Interview Brigitte Hegmann (24. Oktober 2023)

Wenn es schwierig wird – Lächle!

Kaum zu glauben, dass die Frau, die auf mich zukommt, 97 Jahre alt ist. Sie geht vorsichtig, aber lebhaft an einem weißen Gehstock, trägt einen grünen Pullover und eine schwarze Hose. Unser Ziel ist das Bistro der Therme in Bad Orb. „Da ist es warm! Wir haben im Haus Probleme mit der Heizungsanlage“, erzählt Brigitte Hegmann, die seit dem Jahr 2012 aktives Mitglied im Blinden- und Sehbehindertenbund in Hessen ist und anlässlich des 100. Geburtstags unseres Selbsthilfevereins bereit ist aus ihrem Leben zu erzählen.

Ihre Geschichte erzählt sie lebhaft und begleitet, mit ausdrucksstarken Gesten. Um besser sehen zu können befestigt sie eine kleine Lampe am Tisch. Sie hat einen Ordner mit wichtigen Dokumenten aus ihrem Leben mitgebracht.
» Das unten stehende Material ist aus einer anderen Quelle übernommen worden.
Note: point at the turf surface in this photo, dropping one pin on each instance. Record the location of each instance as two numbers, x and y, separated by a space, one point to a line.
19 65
Hin und wieder nimmt sie ihr „liebstes Hilfsmittel“, eine Leuchtlupe mit 12,5-facher Vergrößerung, zur Hilfe. Mit ihrem besseren Auge sieht sie nur noch 0,05 Prozent und mit dem anderen nur noch Handbewegungen. Ihre ersten Hilfsmittel besorgte sie gemeinsam mit ihrer Tochter auf der SightCity 2012.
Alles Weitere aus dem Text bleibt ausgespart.